Qiu X, Tarantino P, Li R, Grinshpun A, Gupta H, Hughes M E, Kirkner G, Scholl L, Johnson B E, Meyerson M, Cherniack A D, Jiang Y, Zhou N, Lin N U, Long H W, Tolaney S M, Jeselsohn R
Center for Functional Cancer Epigenetics, Dana-Farber Cancer Institute, Boston, USA; Department of Medical Oncology, Dana-Farber Cancer Institute and Harvard Medical School, Boston, USA.
Department of Medical Oncology, Dana-Farber Cancer Institute and Harvard Medical School, Boston, USA; Susan F. Smith Center for Women's Cancers, Dana-Farber Cancer Institute, Boston, USA; Department of Oncology and Hemato-Oncology, University of Milano, Milan, Italy.
ESMO Open. 2025 Feb;10(2):104111. doi: 10.1016/j.esmoop.2024.104111. Epub 2025 Jan 17.
The approval of trastuzumab deruxtecan has prompted the subgrouping of human epidermal growth factor receptor 2-negative (HER2-) breast cancers (BCs) to HER2 0 and HER2 low on the basis of immunohistochemistry, although the biological significance of these subgroups remains uncertain. This study is aimed to better understand the molecular and genetic differences among HER2- tumors stratified by quantitative levels of HER2.

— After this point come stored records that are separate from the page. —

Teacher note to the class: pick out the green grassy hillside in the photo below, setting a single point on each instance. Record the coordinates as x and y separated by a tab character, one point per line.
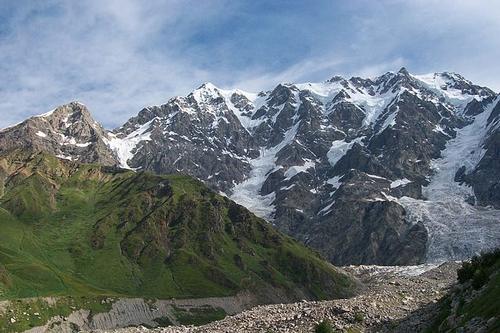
74	229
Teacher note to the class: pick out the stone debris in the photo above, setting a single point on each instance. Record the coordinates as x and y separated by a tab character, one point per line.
391	302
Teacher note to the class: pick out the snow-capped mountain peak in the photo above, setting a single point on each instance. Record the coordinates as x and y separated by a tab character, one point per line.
356	162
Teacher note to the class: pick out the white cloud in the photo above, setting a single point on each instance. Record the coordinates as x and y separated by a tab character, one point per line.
118	56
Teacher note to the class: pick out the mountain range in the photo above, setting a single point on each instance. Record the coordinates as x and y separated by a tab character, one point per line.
392	170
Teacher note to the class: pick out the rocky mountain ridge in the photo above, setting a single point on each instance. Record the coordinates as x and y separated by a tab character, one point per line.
397	169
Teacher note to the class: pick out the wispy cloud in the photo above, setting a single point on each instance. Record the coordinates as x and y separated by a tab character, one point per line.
117	56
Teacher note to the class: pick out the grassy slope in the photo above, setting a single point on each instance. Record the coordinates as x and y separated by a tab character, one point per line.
70	229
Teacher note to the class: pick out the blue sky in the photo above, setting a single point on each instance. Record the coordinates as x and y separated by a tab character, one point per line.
117	56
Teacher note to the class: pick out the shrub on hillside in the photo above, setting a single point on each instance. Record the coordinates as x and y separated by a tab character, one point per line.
479	268
324	327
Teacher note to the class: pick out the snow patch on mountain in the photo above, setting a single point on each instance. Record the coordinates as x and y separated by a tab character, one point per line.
339	148
399	182
441	84
456	228
247	193
125	147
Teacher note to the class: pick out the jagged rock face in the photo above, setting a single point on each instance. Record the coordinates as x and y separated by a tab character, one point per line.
68	132
374	171
197	135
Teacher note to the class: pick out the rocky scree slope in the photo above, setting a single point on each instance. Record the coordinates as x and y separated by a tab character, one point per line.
397	169
81	229
396	300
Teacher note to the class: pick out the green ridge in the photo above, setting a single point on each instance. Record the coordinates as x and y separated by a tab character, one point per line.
71	229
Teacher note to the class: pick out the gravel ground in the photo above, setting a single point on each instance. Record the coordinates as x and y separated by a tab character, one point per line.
394	300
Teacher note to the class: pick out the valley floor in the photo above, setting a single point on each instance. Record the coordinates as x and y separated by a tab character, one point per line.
395	300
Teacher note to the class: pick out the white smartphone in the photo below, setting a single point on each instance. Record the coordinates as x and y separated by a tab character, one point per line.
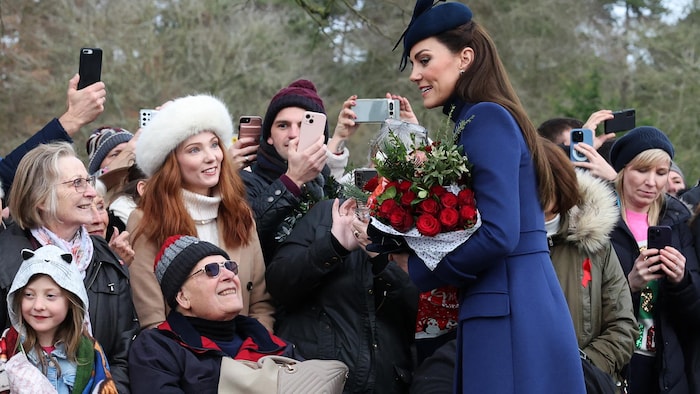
376	110
577	136
145	116
312	127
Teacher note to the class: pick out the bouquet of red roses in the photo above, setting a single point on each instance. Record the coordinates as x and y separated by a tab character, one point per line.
423	193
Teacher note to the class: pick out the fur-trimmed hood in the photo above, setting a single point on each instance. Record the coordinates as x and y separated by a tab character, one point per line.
588	224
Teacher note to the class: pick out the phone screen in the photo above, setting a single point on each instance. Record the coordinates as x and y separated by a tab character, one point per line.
90	67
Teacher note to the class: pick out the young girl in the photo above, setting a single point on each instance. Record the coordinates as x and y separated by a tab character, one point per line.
48	347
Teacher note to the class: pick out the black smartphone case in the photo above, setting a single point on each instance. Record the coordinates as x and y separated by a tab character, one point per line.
90	68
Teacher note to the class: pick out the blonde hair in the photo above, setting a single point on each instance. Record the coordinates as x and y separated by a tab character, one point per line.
647	158
70	331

We analyzed the transcriptomic and genomic data from the Molecular Taxonomy of BC International Consortium (discovery cohort) and The Cancer Genome Atlas (independent validation cohort). HER2- BCs, including hormone receptor positive and triple negative, were divided into three subgroups based on ERBB2 messenger RNA (mRNA) levels: minimal, moderate and enhanced.
We observed significant differences in mutational and transcriptional profiles across the subgroups. Tumors with enhanced ERBB2 mRNA expression had a higher prevalence of PIK3CA mutations and increased estrogen receptor signaling, while tumors with minimal ERBB2 mRNA expression displayed higher expression of proliferation and immune-related genes. We identified a distinct subgroup of BCs characterized by a large deletion of chromosome 17q12 (17q12del) with heterozygous loss of ERBB2, very low ERBB2 mRNA and HER2 protein expression. This subgroup was also enriched for heterozygous losses of TP53 and other tumor suppressor genes. Analysis of two large real-world cohorts of patients with HER2- metastatic BC (Dana-Farber Cancer Institute cohort n = 1063 and Memorial Sloan Kettering MetTropism cohort n = 1018) showed that patients with 17q12del and heterozygous loss of ERBB2 had poorer overall survival (OS).
We identified a biologically and clinically distinct subgroup of BCs characterized by a 17q12del with a heterozygous loss of ERBB2 and low ERBB2 mRNA and HER2 protein expression. In two large real-world cohorts of patients with HER2- metastatic BC, this subgroup was associated with poor OS, highlighting its clinical significance.
曲妥珠单抗德曲妥珠单抗的获批促使基于免疫组织化学将人表皮生长因子受体2阴性(HER2-)乳腺癌(BC)细分为HER2 0和HER2低表达亚型,尽管这些亚型的生物学意义仍不确定。本研究旨在更好地了解根据HER2定量水平分层的HER2-肿瘤之间的分子和基因差异。
我们分析了来自乳腺癌国际分子分类联盟(发现队列)和癌症基因组图谱(独立验证队列)的转录组和基因组数据。HER2- BC,包括激素受体阳性和三阴性,根据ERBB2信使核糖核酸(mRNA)水平分为三个亚组:低、中、高。
我们观察到各亚组之间在突变和转录谱方面存在显著差异。ERBB2 mRNA表达增强的肿瘤PIK3CA突变发生率更高,雌激素受体信号传导增加,而ERBB2 mRNA表达最低的肿瘤增殖和免疫相关基因表达更高。我们鉴定出一个独特的BC亚组,其特征是17号染色体q12区域(17q12)大片段缺失,ERBB2杂合性缺失,ERBB2 mRNA和HER2蛋白表达极低。该亚组还富集了TP53和其他肿瘤抑制基因的杂合性缺失。对两个大型HER2-转移性BC患者真实世界队列(丹娜法伯癌症研究所队列n = 1063和纪念斯隆凯特琳癌症中心MetTropism队列n = 1018)的分析表明,17q12缺失且ERBB2杂合性缺失的患者总生存期(OS)较差。
我们鉴定出一个生物学和临床特征独特的BC亚组,其特征为17q12缺失、ERBB2杂合性缺失以及ERBB2 mRNA和HER2蛋白低表达。在两个大型HER2-转移性BC患者真实世界队列中,该亚组与较差的OS相关,突出了其临床意义。